Oh what dear daughter ’neath the sun
Would treat a father so
To wait upon him hand and foot
And always tell him, “No?”
That's what Bob asked, mysteriously. Who is this daughter who always says "no," but waits upon him hand and foot? She sounds pretty devoted. The opposite of a daughter who says "yes," but does nothing. I'm assuming the official Bob Dylan website erroneously placed the question mark inside the quotation mark.

Perhaps the song really is about Independence Day, and the daughter is the United States, carried in the arms of England....

June 30, 2012

What we learn about Scientology from the Katie Holmes/Tom Cruise divorce.

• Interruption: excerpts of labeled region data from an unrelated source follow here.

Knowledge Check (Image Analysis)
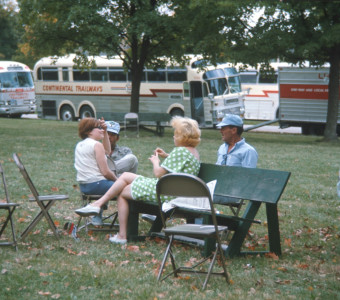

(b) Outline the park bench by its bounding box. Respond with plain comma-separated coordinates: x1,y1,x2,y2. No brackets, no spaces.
102,112,171,136
128,163,290,257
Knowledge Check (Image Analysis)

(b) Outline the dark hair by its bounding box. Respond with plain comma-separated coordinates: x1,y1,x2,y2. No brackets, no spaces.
78,118,100,140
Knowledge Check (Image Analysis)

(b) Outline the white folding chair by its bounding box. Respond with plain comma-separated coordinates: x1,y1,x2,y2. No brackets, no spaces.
0,164,19,250
13,153,68,239
157,173,229,289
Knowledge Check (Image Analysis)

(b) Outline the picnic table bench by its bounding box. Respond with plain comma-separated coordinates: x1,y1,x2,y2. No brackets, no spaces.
102,112,171,136
128,163,290,257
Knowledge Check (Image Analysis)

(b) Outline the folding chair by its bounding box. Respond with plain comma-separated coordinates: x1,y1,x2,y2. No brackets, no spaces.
157,173,229,289
13,153,69,239
124,112,139,137
0,164,19,250
76,193,119,236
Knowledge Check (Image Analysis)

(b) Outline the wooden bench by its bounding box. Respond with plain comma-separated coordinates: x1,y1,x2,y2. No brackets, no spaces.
128,163,290,257
100,112,171,136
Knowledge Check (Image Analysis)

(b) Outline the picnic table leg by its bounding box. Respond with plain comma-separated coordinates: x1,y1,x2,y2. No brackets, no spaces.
127,210,139,241
266,203,282,256
202,216,216,257
225,201,261,257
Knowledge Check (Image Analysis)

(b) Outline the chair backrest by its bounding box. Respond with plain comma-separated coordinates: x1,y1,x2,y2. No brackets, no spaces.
124,112,138,120
0,164,10,203
13,153,39,200
156,173,217,231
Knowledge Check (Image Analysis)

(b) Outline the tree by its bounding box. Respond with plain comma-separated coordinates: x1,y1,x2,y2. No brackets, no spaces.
0,1,19,60
250,0,340,141
18,0,193,112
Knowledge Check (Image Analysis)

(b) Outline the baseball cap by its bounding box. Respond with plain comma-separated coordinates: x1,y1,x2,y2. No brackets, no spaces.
216,114,243,129
105,121,120,134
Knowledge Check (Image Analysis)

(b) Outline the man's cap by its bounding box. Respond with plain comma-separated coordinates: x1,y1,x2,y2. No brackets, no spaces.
105,121,120,134
216,114,243,129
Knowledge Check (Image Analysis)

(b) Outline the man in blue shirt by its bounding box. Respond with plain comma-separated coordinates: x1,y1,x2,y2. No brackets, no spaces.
216,114,258,168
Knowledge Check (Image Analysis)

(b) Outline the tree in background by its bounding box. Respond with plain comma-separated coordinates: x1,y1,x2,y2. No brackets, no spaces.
18,0,193,112
0,1,20,60
249,0,340,141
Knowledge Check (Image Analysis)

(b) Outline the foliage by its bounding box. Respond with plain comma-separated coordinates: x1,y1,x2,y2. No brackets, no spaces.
0,118,340,299
18,0,190,112
0,1,21,60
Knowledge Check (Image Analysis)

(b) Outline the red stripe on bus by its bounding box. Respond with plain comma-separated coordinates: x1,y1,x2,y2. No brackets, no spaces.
246,91,279,98
280,84,340,100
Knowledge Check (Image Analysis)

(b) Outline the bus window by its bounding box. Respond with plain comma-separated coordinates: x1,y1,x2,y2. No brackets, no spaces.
62,68,69,81
183,81,190,97
167,68,187,82
73,69,90,81
240,71,257,83
228,76,241,93
146,69,166,82
17,72,33,87
91,68,108,81
109,68,126,82
224,67,237,76
259,65,277,83
38,67,58,81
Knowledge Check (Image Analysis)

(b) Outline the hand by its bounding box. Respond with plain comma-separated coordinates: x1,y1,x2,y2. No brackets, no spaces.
99,117,107,131
154,148,169,158
149,151,160,165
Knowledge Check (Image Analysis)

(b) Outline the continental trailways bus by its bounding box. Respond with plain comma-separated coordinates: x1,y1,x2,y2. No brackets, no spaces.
33,55,244,127
0,61,36,118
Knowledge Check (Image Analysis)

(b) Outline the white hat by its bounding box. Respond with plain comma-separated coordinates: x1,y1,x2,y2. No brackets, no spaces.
105,121,120,134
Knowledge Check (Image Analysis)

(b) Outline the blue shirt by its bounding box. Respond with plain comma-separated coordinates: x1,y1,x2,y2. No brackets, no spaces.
216,138,258,168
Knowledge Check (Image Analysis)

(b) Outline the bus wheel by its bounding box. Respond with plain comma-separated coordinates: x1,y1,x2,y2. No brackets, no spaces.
80,105,94,119
170,108,184,117
60,105,74,121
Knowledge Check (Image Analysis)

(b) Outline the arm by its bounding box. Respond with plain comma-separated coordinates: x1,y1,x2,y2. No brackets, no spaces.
155,148,169,158
149,151,168,178
100,118,111,155
94,142,117,181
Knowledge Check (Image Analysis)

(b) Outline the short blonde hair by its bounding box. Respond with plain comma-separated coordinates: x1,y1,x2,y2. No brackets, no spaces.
170,116,201,147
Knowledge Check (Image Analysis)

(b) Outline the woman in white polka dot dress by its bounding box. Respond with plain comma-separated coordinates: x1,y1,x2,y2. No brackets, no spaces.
75,116,201,244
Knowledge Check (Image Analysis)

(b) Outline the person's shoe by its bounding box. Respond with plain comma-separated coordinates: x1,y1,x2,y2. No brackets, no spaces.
75,204,100,217
109,234,127,245
91,215,104,226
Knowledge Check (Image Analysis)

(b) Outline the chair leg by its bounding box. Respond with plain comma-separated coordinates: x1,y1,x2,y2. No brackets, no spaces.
20,201,59,240
157,236,173,281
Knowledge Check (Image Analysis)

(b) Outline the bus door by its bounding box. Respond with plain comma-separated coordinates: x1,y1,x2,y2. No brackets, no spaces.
189,81,205,126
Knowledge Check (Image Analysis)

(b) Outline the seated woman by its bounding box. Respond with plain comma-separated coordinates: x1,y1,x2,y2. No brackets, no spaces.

Holmes seeks sole custody of the couple's 6-year-old child Suri, who has supposedly been raised under principles of Scientology:
Suri is apparently treated as an adult, free to make decisions on her clothes, make-up and diet.

Scientology expert Rick Ross explained to the Daily Mail's Alison Boshoff last year: 'Scientologists treat kids as if they are individuals capable of making their own decisions.'

Indeed, Tom echoed this approach in an interview in 2010.

'I say to Suri, "I really want you to eat this protein if you’re going to have that sugar,"' he said.

'She looks at me and she goes: "Dad, I don’t think you should try to force me to do something I don’t want to do."'...

Just last week, an evening of pizza and ice-cream with her mother ended in tears when Katie took her daughter's cone away.
If we assume, for the purposes of discussion, that Cruise follows a religion-based approach to child rearing, involving maximum autonomy, and Holmes now objects to that and wants to raise the child according to more conventional decision-making and discipline by the parent, how much of a factor should that play in determining custody? Should Cruise's ideas about child-rearing have more weight or less weight because they are premised on religion?

January 11, 2011

"Disappointment for Katie Holmes over axed Jackie Kennedy series."

1. First, of all: "axed." Should we be saying "axed"? There hasn't be a high-profile ax murder in a while, and now if there is one, The Daily Mail will have to answer for it.

2. Katie Holmes looks a little like Jackie in that get-up, but something's missing — something in the legs and arms proportionality. And that expression! Why is Katie always so sad?!

3. "JFK's niece Maria Shriver, and his daughter, Caroline Kennedy, are reported to have lobbied hard for the History Channel to pull the plug on the series." Katie and Tom less powerful than Maria and Caroline? Noooo!

4. A History Channel spokesperson said: "While the film is produced and acted with the highest quality, after viewing the final product in its totality we have concluded this dramatic interpretation is not fit for the History brand... We recognise historical fiction is an important medium for storytelling and commend all the hard work and passion that has gone into the making of the series, but ultimately deem this as the right programming decision for our network." Find the lies in that statement. Why'd they approve of the production in the first place if that sort of thing isn't "right" for them?

5. Sorry about the "Schwarzenegger" tag. I don't feel like making a separate tag for Maria Shriver.